Selon le général Compernol, le colonel Letten, un ingénieur disposant de 25 ans d’expérience avec le système d’armes qu’est le F-16 a pris, en tant que gestionnaire du matériel, « une décision défendable ».

« Cela faisait partie de ses compétences », a-t-il souligné, d’autant que l’un des mémos de Lockheed Martin ne portait que sur la fatigue du métal de la cellule des F-16.

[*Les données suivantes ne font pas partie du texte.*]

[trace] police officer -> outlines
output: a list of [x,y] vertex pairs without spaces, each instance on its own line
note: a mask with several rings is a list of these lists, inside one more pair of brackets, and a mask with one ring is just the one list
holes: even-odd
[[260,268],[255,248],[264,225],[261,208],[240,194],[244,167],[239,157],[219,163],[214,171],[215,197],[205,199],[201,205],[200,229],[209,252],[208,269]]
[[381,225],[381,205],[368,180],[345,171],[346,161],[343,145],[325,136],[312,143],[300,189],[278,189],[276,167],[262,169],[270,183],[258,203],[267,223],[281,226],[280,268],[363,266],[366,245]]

Le Chod a également rappelé qu’à cette période (avril 2017), le gouvernement avait déjà pris et confirmé à plusieurs reprises la décision politique de lancer la procédure d’achat de 34 nouveaux chasseurs-bombardiers, dans la foulée des préparatifs entamés par la précédente équipe gouvernementale.

Selon lui, cette acquisition est prévue dans la déclaration gouvernementale d’octobre 2015, a été confirmée par le comité ministériel restreint (« kern ») en décembre 2015, dans la « vision stratégique » sur les contours de la Défense à l’horizon 2030 dont le gouvernement a « pris note » en juin 2016 et dans la loi de programmation militaire votée par le parlement en mai 2017. Entre-temps, le conseil des ministres a donné, le 17 mars 2017, son accord préalable au lancement du programme en publiant l’appel d’offres (en jargon « Request for Governement Proposal », RfGP) adressé à cinq agences gouvernementales (deux américaines et trois européennes).

La décision de remplacer les F-16 était prise, la prolongation n’est plus une option, tout comme d’autres solutions, telle que la location d’avions de combat, a encore dit le général Compernol.